Analyses show little relief ahead if China does not change growth
policies and strengthen environmental regulation. A Deutsche Bank report
released in February said the current trends of coal use and automobile
emissions meant air pollution was expected to worsen by an additional
70 percent by 2025.
Some children’s hospitals in northern China reported a large number of
patients with respiratory illnesses this winter, when the air pollution
soared. During one bad week in January, Beijing Children’s Hospital
admitted up to 9,000 patients a day for emergency visits, half of them
for respiratory problems, according to a report by Xinhua, the state
news agency.
Parents have scrambled to buy air purifiers. IQAir, a Swiss company,
makes purifiers that cost up to $3,000 here and are displayed in shiny
showrooms. Mike Murphy, the chief executive of IQAir China, said sales
had tripled in the first three months of 2013 over the same period last
year.
Face masks are now part of the urban dress code. Ms. Zhang laid out half a dozen masks on her dining room table and held up one with a picture of a teddy bear that fits Xiaotian. Schools are adopting emergency measures. Xiaotian’s private kindergarten used to take the children on a field trip once a week, but it has canceled most of those this year.
At the prestigious Beijing No. 4 High School, which has long trained
Chinese leaders and their children, outdoor physical education classes
are now canceled when the pollution index is high.
“The days with blue sky and seemingly clean air are treasured, and I
usually go out and do exercise,” said Dong Yifu, a senior there who was
just accepted to Yale University.
Elite schools are investing in infrastructure to keep children active.
Among them are Dulwich College Beijing and the International School of
Beijing, which in January completed two large white sports domes of
synthetic fabric that cover athletic fields and tennis courts.
The construction of the domes and an accompanying building began a year
ago, to give the 1,900 students a place to exercise in both bad weather
and high pollution, said Jeff Johanson, director of student activities.
The project cost $5.7 million and includes hospital-grade air-filtration
systems.
Teachers check the hourly air ratings from the United States Embassy to
determine whether children should play outside or beneath the domes.
“The elementary schoolchildren don’t miss recess anymore,” Mr.
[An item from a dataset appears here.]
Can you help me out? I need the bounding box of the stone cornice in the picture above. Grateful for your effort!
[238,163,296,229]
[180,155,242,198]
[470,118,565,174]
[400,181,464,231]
Johanson
said.
One American mother, Tara Duffy, said she had chosen a prekindergarten
school for her daughter in part because the school had air filters in
the classrooms. The school, called the 3e International School, also
brings in doctors to talk about pollution and bars the children from
playing outdoors during increases in smog levels. “In the past six
months, there have been a lot more ‘red flag’ days, and they keep the
kids inside,” said Ms. Duffy, a writer and former foundation consultant.
Ms. Duffy said she also checked the daily air quality index to decide
whether to take her daughter to an outdoor picnic or an indoor play
space.
Now, after nine years here, Ms. Duffy is leaving China, and she cites the pollution and traffic as major factors.
That calculus is playing out with expatriates across Beijing, and even
with foreigners outside China. One American couple with a young child
discussed the pollution when considering a prestigious foundation job in
Beijing, and it was among the reasons they turned down the offer.
James McGregor, a senior counselor in the Beijing office of APCO
Worldwide, a consulting company, said he had heard of an American
diplomat with young children who had turned down a posting here. That
was despite the fact that the State Department provides a 15 percent salary bonus for
Beijing that exists partly because of the pollution. The hardship bonus
for other Chinese cities, which also suffer from awful air, ranges from
20 percent to 30 percent, except for Shanghai, where it is 10 percent.
“I’ve lived in Beijing 23 years, and my children were brought up here,
but if I had young children I’d have to leave,” Mr. McGregor said. “A
lot of people have started exit plans.”